Customs take surged by 22% to P274B in Feb.

Customs collections surged by more than a fifth for the second straight month in February, reinforcing expectations that reforms implemented by the Bureau’s new leadership have started to gain traction.

The growth in collections came despite a slight dip in the volume of imports for the month—a result of the ongoing truck ban in Manila where the country’s major international ports are located.

“The sustained growth of our collections is strong evidence that we are moving in the right direction. But our job is far from over, and we remain focused on structural reforms which will deliver even stronger growth, more efficient processing and transparency in the future,” Bureau of Customs (BOC) Commissioner John P. Sevilla said in a statement.

Total collections of the Bureau of Customs reached P274 billion in February, an increase of 22 percent year-on-year. This followed January’s 21-percent rise in collections.

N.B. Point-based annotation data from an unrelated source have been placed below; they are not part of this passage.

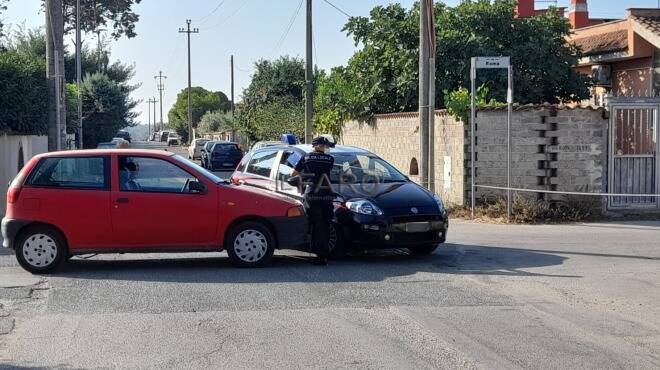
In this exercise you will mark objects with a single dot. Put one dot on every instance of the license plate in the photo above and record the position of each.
(418, 227)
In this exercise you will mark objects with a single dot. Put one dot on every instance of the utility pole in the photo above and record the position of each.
(160, 86)
(149, 121)
(432, 41)
(189, 31)
(309, 83)
(424, 93)
(55, 74)
(233, 135)
(154, 101)
(232, 86)
(79, 74)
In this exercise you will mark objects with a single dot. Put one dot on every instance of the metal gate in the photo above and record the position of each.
(633, 155)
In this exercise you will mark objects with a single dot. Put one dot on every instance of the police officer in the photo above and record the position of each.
(314, 169)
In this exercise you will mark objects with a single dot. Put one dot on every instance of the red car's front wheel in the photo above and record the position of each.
(250, 244)
(40, 249)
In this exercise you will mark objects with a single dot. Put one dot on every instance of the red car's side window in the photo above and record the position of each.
(71, 173)
(145, 174)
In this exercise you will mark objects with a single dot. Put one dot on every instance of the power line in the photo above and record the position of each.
(228, 18)
(203, 19)
(288, 28)
(338, 8)
(189, 31)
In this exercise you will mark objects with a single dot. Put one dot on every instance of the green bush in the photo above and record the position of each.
(23, 96)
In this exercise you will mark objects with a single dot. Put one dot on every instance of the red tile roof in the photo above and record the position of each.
(609, 42)
(650, 23)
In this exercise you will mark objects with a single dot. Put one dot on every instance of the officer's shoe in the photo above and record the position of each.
(320, 261)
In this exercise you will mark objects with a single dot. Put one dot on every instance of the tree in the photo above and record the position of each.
(336, 101)
(107, 108)
(216, 121)
(267, 121)
(272, 79)
(202, 101)
(385, 68)
(96, 14)
(23, 108)
(3, 7)
(273, 102)
(32, 42)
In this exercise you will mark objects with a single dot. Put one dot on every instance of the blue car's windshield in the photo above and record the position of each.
(360, 168)
(200, 169)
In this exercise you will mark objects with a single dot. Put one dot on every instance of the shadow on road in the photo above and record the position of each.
(372, 266)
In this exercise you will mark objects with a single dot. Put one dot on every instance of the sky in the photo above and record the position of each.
(248, 29)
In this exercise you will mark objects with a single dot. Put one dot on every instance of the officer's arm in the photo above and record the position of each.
(299, 167)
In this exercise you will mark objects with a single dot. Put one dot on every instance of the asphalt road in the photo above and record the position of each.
(495, 296)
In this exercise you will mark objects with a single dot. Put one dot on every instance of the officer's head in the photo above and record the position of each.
(321, 144)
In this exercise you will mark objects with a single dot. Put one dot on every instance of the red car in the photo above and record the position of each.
(120, 201)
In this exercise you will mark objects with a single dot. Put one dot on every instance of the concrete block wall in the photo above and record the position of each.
(553, 148)
(395, 138)
(559, 149)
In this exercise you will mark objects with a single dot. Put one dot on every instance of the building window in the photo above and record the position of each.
(414, 168)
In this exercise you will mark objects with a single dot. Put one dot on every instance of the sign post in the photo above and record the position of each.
(490, 63)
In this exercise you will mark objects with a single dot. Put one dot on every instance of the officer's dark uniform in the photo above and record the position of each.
(315, 170)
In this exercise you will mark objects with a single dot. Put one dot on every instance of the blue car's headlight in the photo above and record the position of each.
(438, 200)
(364, 207)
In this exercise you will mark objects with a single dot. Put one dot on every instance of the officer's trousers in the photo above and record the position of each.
(320, 216)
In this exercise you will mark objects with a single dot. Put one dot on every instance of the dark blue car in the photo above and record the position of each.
(376, 205)
(224, 155)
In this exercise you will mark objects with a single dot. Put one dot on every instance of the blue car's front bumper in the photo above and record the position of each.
(391, 231)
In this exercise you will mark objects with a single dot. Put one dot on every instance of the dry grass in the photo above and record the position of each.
(525, 211)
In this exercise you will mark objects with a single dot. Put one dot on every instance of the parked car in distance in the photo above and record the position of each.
(173, 139)
(115, 143)
(195, 148)
(263, 144)
(124, 135)
(163, 136)
(224, 155)
(376, 205)
(206, 153)
(122, 201)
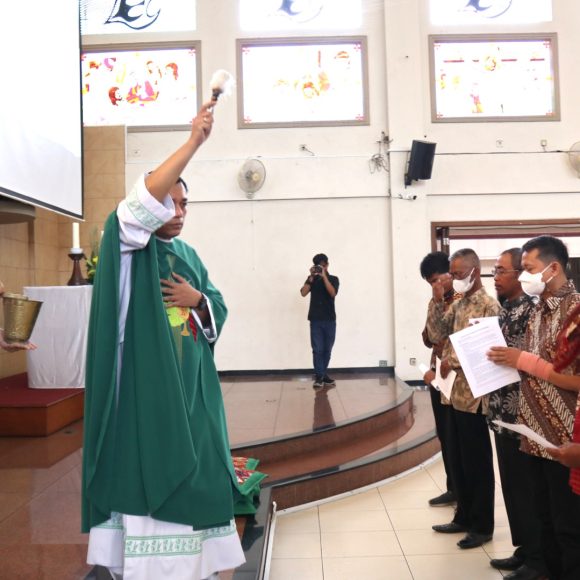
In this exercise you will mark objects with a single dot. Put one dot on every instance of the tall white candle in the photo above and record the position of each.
(76, 236)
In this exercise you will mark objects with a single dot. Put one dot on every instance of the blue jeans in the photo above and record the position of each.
(322, 334)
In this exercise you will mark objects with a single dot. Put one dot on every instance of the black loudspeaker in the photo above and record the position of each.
(420, 161)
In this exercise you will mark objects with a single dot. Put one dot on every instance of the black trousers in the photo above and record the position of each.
(441, 414)
(471, 461)
(515, 473)
(558, 509)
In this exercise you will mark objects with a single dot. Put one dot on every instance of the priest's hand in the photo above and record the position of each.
(179, 292)
(14, 346)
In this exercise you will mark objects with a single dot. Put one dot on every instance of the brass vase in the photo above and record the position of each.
(20, 316)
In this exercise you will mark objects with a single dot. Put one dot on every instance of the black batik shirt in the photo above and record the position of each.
(504, 403)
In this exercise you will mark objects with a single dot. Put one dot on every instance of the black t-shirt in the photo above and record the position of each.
(321, 303)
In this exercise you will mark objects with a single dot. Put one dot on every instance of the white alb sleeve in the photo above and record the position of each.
(140, 214)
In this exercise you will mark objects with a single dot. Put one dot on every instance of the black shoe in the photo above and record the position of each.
(525, 573)
(473, 540)
(450, 528)
(511, 563)
(444, 499)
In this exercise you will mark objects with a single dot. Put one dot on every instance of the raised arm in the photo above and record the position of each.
(162, 179)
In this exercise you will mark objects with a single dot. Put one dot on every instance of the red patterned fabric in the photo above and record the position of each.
(568, 341)
(575, 471)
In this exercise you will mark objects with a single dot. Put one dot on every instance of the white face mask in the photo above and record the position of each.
(532, 284)
(465, 284)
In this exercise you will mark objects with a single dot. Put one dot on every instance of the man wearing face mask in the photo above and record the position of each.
(470, 450)
(526, 562)
(435, 268)
(544, 407)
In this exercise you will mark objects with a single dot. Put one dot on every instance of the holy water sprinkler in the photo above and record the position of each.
(222, 82)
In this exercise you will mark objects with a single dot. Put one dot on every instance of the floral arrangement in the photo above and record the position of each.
(93, 260)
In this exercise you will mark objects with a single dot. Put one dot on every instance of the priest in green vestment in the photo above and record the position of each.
(156, 444)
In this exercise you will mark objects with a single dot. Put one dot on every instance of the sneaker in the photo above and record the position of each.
(444, 499)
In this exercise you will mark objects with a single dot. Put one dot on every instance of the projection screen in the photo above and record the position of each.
(40, 105)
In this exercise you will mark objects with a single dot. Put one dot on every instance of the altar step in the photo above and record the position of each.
(315, 466)
(26, 412)
(351, 454)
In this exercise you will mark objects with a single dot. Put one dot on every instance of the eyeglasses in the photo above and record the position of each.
(501, 271)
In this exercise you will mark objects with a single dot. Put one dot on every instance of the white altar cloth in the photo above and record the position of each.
(60, 335)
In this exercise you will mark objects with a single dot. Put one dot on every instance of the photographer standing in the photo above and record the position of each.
(323, 288)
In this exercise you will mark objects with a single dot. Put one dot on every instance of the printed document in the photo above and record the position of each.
(526, 432)
(471, 345)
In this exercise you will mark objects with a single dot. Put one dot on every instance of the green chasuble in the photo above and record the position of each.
(158, 447)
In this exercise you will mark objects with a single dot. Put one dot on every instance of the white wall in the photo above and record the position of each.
(258, 252)
(522, 182)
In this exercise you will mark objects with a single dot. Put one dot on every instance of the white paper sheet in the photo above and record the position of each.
(526, 432)
(444, 385)
(471, 345)
(441, 384)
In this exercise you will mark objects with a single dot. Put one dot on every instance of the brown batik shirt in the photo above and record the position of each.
(428, 341)
(478, 305)
(545, 408)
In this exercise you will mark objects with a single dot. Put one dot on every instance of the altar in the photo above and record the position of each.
(60, 335)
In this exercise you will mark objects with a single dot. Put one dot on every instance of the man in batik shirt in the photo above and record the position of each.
(547, 409)
(470, 445)
(435, 268)
(526, 562)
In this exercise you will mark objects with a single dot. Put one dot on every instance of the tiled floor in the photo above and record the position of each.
(264, 407)
(384, 533)
(40, 477)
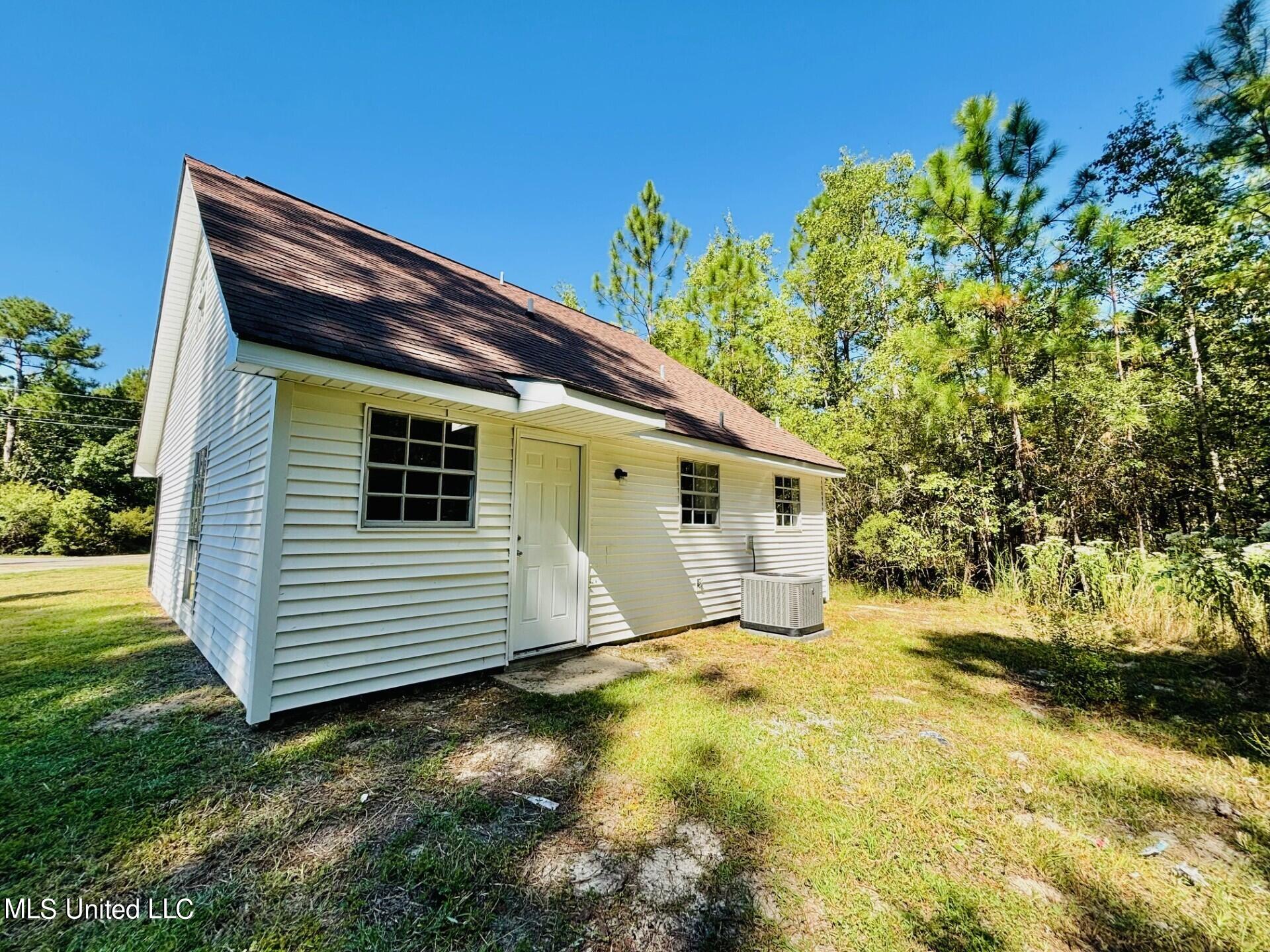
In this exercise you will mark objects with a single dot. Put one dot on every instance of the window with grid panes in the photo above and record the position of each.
(698, 494)
(789, 502)
(419, 471)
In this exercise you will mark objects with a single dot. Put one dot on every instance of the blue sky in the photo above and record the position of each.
(512, 138)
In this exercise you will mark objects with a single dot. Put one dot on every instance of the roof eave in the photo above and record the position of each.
(187, 235)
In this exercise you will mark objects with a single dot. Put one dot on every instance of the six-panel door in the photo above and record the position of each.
(545, 606)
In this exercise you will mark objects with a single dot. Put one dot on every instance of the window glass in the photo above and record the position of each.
(789, 503)
(698, 493)
(418, 471)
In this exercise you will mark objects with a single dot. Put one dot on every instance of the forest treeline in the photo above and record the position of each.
(66, 484)
(999, 354)
(1017, 370)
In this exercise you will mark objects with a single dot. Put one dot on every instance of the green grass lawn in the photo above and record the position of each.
(742, 793)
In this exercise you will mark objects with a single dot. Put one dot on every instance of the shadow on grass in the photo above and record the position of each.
(1108, 920)
(339, 826)
(1203, 705)
(31, 596)
(956, 926)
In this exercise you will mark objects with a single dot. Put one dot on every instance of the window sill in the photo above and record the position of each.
(422, 527)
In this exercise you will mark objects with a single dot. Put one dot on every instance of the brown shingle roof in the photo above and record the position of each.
(308, 280)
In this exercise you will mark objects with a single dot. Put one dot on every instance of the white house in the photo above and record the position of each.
(379, 466)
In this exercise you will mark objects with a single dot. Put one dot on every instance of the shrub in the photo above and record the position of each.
(24, 513)
(131, 530)
(1080, 669)
(80, 524)
(1230, 576)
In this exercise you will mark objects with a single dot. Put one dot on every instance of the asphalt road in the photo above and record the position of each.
(11, 565)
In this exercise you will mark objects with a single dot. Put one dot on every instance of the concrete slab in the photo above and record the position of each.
(571, 676)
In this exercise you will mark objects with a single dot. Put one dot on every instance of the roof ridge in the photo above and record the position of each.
(397, 239)
(310, 278)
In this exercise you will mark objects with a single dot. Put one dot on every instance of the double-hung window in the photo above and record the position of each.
(193, 537)
(698, 494)
(789, 502)
(419, 471)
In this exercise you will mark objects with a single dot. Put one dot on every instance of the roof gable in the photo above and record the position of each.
(304, 278)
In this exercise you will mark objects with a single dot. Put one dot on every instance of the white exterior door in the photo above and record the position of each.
(548, 586)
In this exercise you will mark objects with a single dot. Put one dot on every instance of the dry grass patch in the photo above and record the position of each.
(743, 793)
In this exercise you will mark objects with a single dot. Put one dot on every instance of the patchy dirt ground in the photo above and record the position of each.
(905, 785)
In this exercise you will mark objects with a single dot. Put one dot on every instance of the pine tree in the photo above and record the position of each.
(642, 260)
(38, 348)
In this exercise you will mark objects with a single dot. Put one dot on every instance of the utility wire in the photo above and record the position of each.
(91, 426)
(71, 413)
(77, 397)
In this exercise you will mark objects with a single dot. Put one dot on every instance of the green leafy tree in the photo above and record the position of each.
(984, 210)
(24, 514)
(80, 524)
(40, 349)
(642, 260)
(850, 254)
(568, 295)
(106, 471)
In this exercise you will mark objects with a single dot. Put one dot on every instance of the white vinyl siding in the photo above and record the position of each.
(229, 414)
(650, 574)
(368, 608)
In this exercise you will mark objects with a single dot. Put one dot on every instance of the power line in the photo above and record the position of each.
(71, 413)
(78, 397)
(91, 426)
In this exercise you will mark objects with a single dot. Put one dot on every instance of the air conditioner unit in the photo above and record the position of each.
(783, 603)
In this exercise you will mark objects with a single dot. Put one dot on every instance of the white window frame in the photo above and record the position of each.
(403, 526)
(194, 524)
(716, 494)
(796, 502)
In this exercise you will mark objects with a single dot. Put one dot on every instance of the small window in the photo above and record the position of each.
(698, 494)
(418, 471)
(193, 537)
(789, 502)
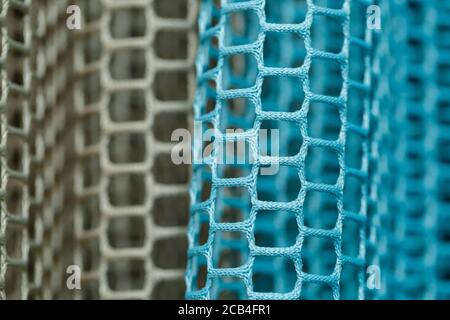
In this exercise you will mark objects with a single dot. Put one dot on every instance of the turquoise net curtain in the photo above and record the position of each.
(357, 203)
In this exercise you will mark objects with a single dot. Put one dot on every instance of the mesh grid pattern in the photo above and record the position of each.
(252, 262)
(362, 117)
(408, 93)
(141, 83)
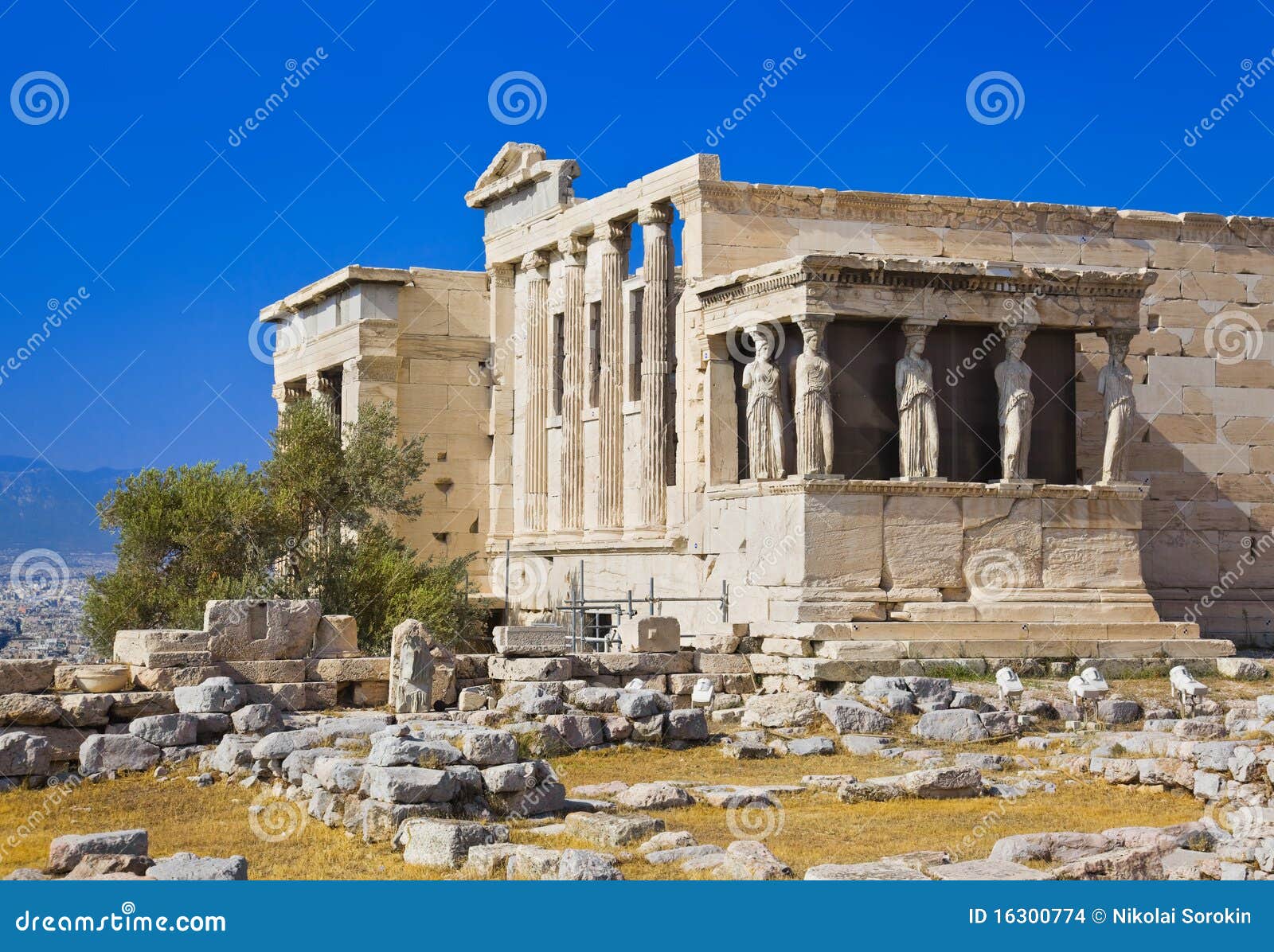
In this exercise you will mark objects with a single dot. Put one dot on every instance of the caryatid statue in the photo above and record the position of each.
(1115, 384)
(1017, 404)
(813, 390)
(917, 409)
(764, 420)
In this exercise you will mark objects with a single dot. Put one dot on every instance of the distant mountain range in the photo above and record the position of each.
(48, 508)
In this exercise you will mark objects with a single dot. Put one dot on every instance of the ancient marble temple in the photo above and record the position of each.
(901, 419)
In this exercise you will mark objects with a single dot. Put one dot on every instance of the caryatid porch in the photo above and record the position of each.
(919, 429)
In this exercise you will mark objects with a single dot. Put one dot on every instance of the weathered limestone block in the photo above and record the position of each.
(105, 752)
(411, 669)
(1091, 559)
(67, 852)
(25, 676)
(529, 669)
(650, 634)
(25, 755)
(923, 542)
(158, 648)
(532, 641)
(256, 630)
(337, 637)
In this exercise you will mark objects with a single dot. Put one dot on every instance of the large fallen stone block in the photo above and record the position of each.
(22, 676)
(532, 641)
(159, 648)
(67, 852)
(218, 695)
(25, 755)
(261, 630)
(105, 752)
(29, 709)
(408, 784)
(412, 669)
(337, 637)
(167, 729)
(607, 830)
(653, 633)
(186, 867)
(441, 844)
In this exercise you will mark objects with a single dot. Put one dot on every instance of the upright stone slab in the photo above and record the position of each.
(650, 634)
(411, 669)
(256, 630)
(532, 641)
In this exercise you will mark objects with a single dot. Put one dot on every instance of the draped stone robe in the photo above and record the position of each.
(1115, 384)
(764, 420)
(813, 414)
(917, 418)
(1017, 404)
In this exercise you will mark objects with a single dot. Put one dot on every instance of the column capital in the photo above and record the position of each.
(655, 216)
(501, 274)
(616, 233)
(534, 263)
(573, 250)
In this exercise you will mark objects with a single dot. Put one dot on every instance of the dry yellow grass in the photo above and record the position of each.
(813, 826)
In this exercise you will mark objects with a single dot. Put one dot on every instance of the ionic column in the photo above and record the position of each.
(658, 270)
(539, 355)
(575, 334)
(615, 267)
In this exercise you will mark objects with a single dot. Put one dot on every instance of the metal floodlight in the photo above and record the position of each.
(1188, 690)
(702, 694)
(1010, 682)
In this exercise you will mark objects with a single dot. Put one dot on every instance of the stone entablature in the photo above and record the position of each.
(892, 287)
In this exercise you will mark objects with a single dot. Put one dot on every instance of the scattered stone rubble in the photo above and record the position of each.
(125, 854)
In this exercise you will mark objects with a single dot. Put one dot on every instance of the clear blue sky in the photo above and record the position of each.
(140, 193)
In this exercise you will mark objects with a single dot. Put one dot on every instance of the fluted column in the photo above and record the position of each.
(539, 355)
(575, 335)
(615, 267)
(658, 270)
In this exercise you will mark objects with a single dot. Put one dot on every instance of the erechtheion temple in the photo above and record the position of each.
(919, 425)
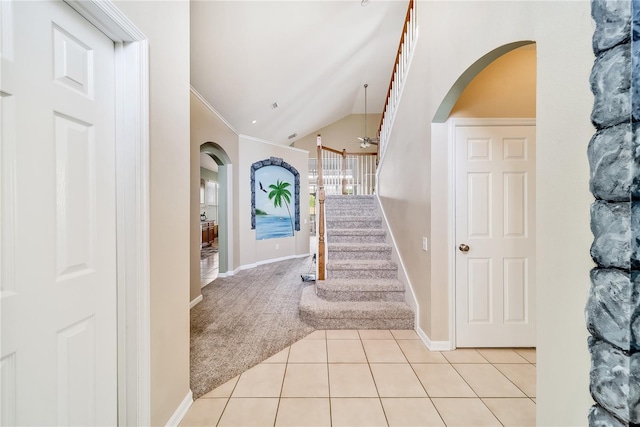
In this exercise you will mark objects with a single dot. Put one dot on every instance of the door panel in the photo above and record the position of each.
(59, 348)
(495, 217)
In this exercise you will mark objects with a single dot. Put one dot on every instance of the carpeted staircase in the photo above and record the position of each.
(362, 290)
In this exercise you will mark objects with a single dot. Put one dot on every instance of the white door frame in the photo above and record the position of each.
(451, 215)
(132, 201)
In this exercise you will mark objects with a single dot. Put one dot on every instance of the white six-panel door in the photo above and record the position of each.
(495, 236)
(58, 294)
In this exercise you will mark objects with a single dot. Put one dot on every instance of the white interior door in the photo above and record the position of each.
(495, 236)
(58, 294)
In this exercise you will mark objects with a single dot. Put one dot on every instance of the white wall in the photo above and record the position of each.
(206, 126)
(453, 35)
(166, 24)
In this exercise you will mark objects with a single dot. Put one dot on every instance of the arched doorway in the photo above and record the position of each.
(224, 205)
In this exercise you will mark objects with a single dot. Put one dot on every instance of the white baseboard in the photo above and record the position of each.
(181, 410)
(434, 345)
(195, 301)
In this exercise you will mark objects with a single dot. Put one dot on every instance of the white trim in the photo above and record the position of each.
(252, 138)
(454, 123)
(434, 345)
(109, 19)
(213, 110)
(196, 300)
(181, 410)
(412, 300)
(132, 199)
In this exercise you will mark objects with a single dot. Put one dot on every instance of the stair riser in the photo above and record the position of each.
(351, 224)
(383, 254)
(360, 296)
(355, 239)
(362, 274)
(392, 324)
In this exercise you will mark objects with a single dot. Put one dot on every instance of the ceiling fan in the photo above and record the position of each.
(366, 142)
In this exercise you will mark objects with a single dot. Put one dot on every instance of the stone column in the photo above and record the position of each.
(613, 310)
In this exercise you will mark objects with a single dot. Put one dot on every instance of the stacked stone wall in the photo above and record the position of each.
(613, 309)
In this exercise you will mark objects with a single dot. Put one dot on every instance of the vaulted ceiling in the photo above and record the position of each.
(312, 58)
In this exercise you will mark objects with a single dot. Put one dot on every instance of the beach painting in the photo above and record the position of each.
(275, 203)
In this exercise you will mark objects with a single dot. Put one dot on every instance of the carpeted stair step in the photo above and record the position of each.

Year-to-date, collections totaled P57.2 billion. The amount is still 7 percent below the target set.

Revenues continued to grow despite the 1.42-percent dip in the volume of imported goods in February, compared with that of the same month last year.

Recently, truckers groups initiated a work stoppage to protest the expanded truck ban in Manila.

Collections in nine of the 14 ports under the BOC’s supervision fell short of the target set. The Port of Manila and Manila International Container Terminal (MICT) both missed their collection targets. At the Port of Manila, collections reached P4.806 billion against the target of P6.440 billion. Collections at MICT stood at P6.892 billion—lower than the P8.728-billion target.

Batangas, the country’s second largest port, exceeded its collections target by 10.83 percent to reach P6.238 billion.

The BOC continued to outperform its larger sister agency, the Bureau of Internal Revenue, which saw tax collections rise by 5.18 percent in the same month.